At 06:45 AM 12/16/99 -0600, Dave Parker wrote:
But then, actually, not having to deal with the namespace going away problem would have saved even more time. I'll describe it briefly to see if it rings any bells:
Imagine a dtml method called methodA that looks like this:
<!--#var standard_html_header--> Depth: <dtml-var "methodA(counter=counter+1)"> <!--#var standard_html_footer-->
Try this: <!--#var standard_html_header--> Depth: <dtml-var "methodA(_.None,_,counter=counter+1)"> <!--#var standard_html_footer-->
a) zope locks up/crashes because of the recursion b) methodA bails out because someone detects recursion or exceeds a stack limit of some sort
You will now see one of the two.
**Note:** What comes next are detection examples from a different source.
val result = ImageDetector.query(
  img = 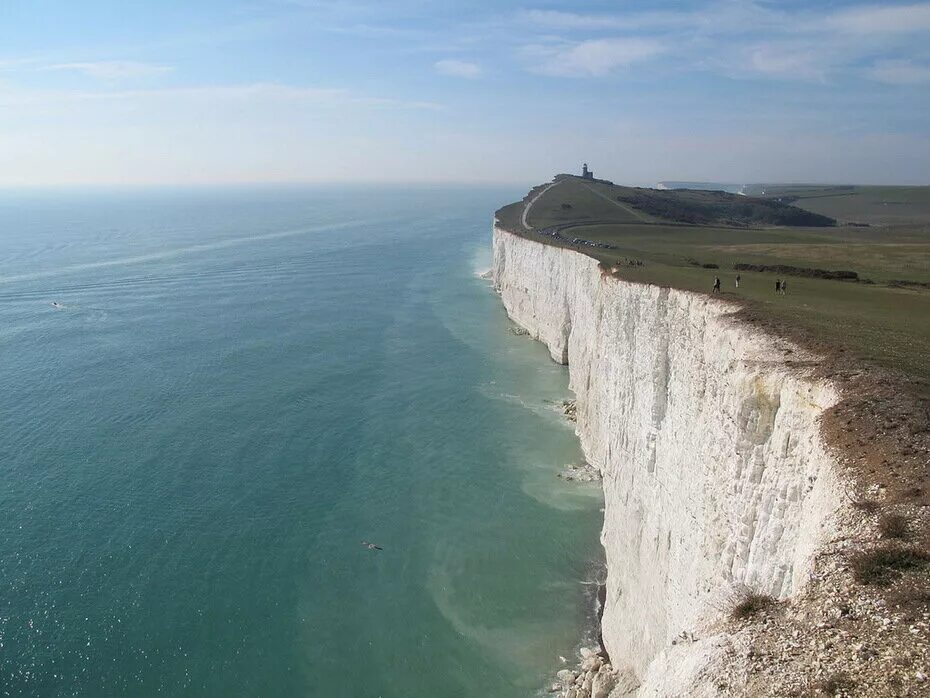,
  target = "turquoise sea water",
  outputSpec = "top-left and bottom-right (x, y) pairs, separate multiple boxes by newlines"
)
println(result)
(0, 187), (601, 697)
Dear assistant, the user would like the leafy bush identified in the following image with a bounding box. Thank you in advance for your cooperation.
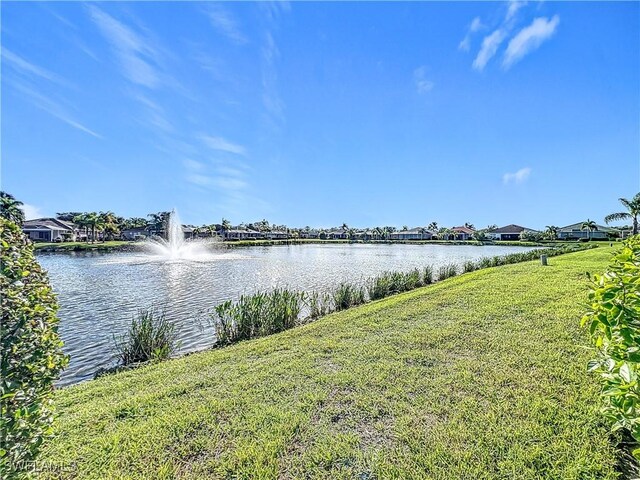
[582,236,640,459]
[116,309,177,365]
[0,218,68,478]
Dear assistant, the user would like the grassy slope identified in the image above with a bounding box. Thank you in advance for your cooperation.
[45,247,615,479]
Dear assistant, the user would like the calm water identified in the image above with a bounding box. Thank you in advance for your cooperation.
[38,244,530,385]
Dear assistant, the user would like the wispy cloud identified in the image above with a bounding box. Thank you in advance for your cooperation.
[20,203,45,220]
[205,3,248,45]
[413,65,435,94]
[1,47,67,85]
[198,135,247,155]
[9,82,104,138]
[502,15,560,68]
[261,32,284,122]
[502,167,531,185]
[86,5,161,88]
[473,28,507,71]
[505,0,527,21]
[458,17,484,52]
[259,2,291,130]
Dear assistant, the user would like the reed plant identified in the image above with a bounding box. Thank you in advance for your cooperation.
[332,282,366,311]
[116,308,178,365]
[438,263,458,281]
[462,260,478,273]
[304,292,333,320]
[210,288,305,344]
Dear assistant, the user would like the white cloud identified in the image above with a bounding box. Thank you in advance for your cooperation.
[205,3,248,45]
[506,0,527,21]
[182,158,204,171]
[9,81,104,138]
[20,203,45,220]
[473,28,507,71]
[502,167,531,185]
[185,173,213,187]
[458,17,484,52]
[86,5,160,88]
[199,135,247,155]
[413,65,435,94]
[502,15,560,68]
[213,177,247,190]
[2,47,67,84]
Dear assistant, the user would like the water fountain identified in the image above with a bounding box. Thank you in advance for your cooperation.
[144,209,211,260]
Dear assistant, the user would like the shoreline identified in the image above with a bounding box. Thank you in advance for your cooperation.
[38,248,618,479]
[34,239,604,254]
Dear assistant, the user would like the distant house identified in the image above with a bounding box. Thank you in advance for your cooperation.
[487,224,537,240]
[265,230,289,240]
[120,227,149,240]
[558,222,617,240]
[451,227,475,240]
[300,229,320,238]
[327,228,349,240]
[22,218,76,242]
[389,227,433,240]
[224,228,264,240]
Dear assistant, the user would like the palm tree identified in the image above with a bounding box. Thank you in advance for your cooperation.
[580,218,598,240]
[99,212,120,240]
[0,192,24,226]
[438,227,453,240]
[73,213,89,242]
[544,225,560,240]
[604,192,640,235]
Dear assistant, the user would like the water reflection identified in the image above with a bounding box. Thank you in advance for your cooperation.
[38,244,530,384]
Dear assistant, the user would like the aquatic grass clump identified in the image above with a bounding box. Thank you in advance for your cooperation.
[367,268,426,300]
[438,263,458,281]
[304,292,333,320]
[462,260,478,273]
[210,288,305,344]
[332,282,366,312]
[116,308,178,365]
[422,265,433,285]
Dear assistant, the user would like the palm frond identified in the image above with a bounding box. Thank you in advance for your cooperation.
[604,213,631,223]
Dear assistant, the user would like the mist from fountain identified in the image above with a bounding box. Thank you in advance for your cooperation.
[144,209,214,260]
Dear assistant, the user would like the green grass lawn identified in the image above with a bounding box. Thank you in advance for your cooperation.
[43,247,617,480]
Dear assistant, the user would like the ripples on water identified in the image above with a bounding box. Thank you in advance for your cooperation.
[38,244,530,385]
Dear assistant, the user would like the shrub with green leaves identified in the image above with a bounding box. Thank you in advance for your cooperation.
[582,236,640,459]
[116,309,177,365]
[0,218,68,478]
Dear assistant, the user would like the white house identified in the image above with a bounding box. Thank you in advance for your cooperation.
[487,224,537,240]
[558,222,617,240]
[22,218,76,242]
[389,227,433,240]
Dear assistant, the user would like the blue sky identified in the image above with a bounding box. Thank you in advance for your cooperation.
[1,2,640,228]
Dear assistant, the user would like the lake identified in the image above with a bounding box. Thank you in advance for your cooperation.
[38,244,531,385]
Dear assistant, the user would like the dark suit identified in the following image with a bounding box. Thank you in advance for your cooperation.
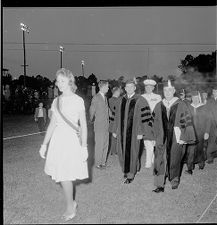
[90,92,109,165]
[34,107,47,132]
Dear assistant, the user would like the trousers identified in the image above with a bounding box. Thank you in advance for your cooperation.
[144,140,154,168]
[95,130,109,165]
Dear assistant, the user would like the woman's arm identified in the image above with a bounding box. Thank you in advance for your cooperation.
[42,113,56,145]
[79,110,87,147]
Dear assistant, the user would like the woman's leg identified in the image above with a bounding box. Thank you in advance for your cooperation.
[61,181,75,215]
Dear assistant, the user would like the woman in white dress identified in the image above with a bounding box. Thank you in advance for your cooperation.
[39,68,88,221]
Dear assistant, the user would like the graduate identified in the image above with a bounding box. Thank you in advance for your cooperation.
[185,91,210,175]
[206,84,217,164]
[141,79,162,168]
[112,80,150,184]
[153,80,196,193]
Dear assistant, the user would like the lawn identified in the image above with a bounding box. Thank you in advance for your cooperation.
[3,115,217,224]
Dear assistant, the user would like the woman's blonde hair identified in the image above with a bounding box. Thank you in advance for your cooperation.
[56,68,77,92]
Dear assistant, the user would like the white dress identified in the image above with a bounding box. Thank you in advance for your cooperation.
[44,94,88,182]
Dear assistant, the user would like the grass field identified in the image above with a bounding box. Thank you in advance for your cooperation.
[3,115,217,224]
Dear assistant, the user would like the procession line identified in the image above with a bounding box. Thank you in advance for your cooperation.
[196,194,217,223]
[3,131,45,141]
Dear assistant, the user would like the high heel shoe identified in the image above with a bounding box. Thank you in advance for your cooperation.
[63,202,78,222]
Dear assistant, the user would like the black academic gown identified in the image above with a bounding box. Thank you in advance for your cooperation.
[206,98,217,160]
[153,99,196,181]
[112,94,141,178]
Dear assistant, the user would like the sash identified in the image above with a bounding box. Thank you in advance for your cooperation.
[56,97,81,144]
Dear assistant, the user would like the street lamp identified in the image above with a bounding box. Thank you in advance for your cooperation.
[60,45,64,68]
[81,60,84,77]
[20,23,29,87]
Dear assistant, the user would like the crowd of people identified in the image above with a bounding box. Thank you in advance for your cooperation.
[39,68,217,221]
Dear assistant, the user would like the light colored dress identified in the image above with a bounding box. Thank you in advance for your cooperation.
[44,94,88,182]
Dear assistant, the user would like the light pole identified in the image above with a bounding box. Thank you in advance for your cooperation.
[60,45,64,68]
[20,23,29,87]
[81,60,84,77]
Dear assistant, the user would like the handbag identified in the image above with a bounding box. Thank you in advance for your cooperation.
[56,97,82,144]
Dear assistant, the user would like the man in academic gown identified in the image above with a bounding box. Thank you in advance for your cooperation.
[108,87,122,155]
[185,91,210,174]
[112,80,150,184]
[206,85,217,164]
[153,81,196,193]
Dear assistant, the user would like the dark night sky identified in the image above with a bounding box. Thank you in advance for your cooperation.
[2,6,216,80]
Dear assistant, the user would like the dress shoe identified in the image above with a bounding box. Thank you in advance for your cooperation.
[62,202,78,222]
[185,170,193,175]
[152,187,164,193]
[172,185,178,190]
[96,165,106,170]
[206,159,214,164]
[124,178,133,184]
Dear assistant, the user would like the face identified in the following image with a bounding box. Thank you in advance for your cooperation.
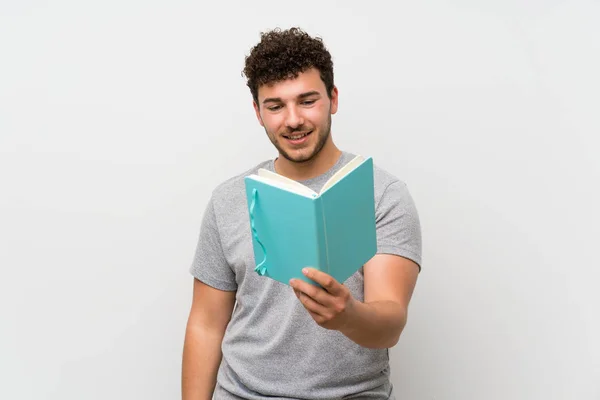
[254,68,338,163]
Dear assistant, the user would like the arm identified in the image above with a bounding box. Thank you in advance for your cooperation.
[340,254,419,348]
[290,254,419,348]
[181,279,235,400]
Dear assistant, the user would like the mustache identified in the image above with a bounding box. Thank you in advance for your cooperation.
[284,126,311,135]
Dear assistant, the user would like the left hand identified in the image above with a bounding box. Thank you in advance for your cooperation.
[290,268,356,330]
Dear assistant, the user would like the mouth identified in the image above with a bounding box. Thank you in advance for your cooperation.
[283,131,312,144]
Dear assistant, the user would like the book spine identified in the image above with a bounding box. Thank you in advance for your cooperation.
[314,196,331,274]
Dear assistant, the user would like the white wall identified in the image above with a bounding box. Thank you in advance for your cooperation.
[0,0,600,400]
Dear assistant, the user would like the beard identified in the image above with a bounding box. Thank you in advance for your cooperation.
[265,114,331,163]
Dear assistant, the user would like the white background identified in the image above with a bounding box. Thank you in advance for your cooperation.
[0,0,600,400]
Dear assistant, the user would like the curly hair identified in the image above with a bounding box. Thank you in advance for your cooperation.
[242,27,334,103]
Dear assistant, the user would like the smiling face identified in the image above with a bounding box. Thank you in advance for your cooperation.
[254,68,338,163]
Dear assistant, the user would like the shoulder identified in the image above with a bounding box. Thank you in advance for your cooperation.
[373,163,408,201]
[211,160,270,211]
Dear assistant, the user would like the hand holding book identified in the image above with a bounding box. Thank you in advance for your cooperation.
[290,268,356,330]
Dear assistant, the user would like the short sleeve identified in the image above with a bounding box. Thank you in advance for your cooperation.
[190,197,237,291]
[375,181,422,270]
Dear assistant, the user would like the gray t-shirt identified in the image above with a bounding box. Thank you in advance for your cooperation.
[190,152,421,400]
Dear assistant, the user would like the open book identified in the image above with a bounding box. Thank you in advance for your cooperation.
[245,156,377,284]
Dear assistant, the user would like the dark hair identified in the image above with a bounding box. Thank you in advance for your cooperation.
[243,28,333,102]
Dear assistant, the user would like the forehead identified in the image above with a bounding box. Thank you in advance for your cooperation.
[258,68,326,101]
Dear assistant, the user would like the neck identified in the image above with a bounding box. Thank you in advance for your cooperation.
[275,136,342,181]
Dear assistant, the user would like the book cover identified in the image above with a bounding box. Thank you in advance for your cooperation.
[245,156,377,284]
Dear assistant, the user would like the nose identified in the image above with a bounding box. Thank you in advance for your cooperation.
[285,107,304,129]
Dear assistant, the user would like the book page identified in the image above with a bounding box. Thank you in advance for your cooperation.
[258,168,318,197]
[321,156,365,193]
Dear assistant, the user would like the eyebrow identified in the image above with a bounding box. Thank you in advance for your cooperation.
[263,90,321,104]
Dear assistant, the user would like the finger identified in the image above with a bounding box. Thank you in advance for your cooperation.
[296,291,327,318]
[290,279,333,306]
[302,268,344,296]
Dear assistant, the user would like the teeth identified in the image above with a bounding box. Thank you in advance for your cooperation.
[288,133,308,140]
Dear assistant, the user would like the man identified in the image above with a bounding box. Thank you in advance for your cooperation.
[182,28,421,400]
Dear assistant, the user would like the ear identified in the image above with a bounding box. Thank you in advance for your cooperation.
[331,86,339,114]
[252,101,265,127]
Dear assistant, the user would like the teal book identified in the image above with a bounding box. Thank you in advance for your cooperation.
[245,156,377,286]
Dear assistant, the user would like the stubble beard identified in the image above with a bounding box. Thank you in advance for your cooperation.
[265,114,331,164]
Actually, DocumentTemplate will eventually raise a DTML call stack overflow exception, but you may think it's crashed because it might take a while to get the error. :)
What you *get*, however, is the very suprising:
Error type: KeyError Error value: standard_html_header
And if you rip out the reference to standard_html_..., you'll get the equally baffling:
Error type: NameError Error value: methodA
In practice, you'll find that this disappearing act occurs at about the third level of expression evaluation.
Ring any bells? It requires *horrible* workarounds when you run into it.
Horrible workarounds? Not really. Just make sure that if you're going to call any kind of DTML-ish thing with parameters, the first two positional parameters should be _.None and _ so that the current namespace is passed through. When you do a plain evaluation of such, the DTML machinery automatically passes them in, and you never see it happen. This is one of the really bad bits of DTML from a learning curve standpoint: it does magic behind the scenes for you that you really ought to be able to see so that you know how to do them when *you* need to do them.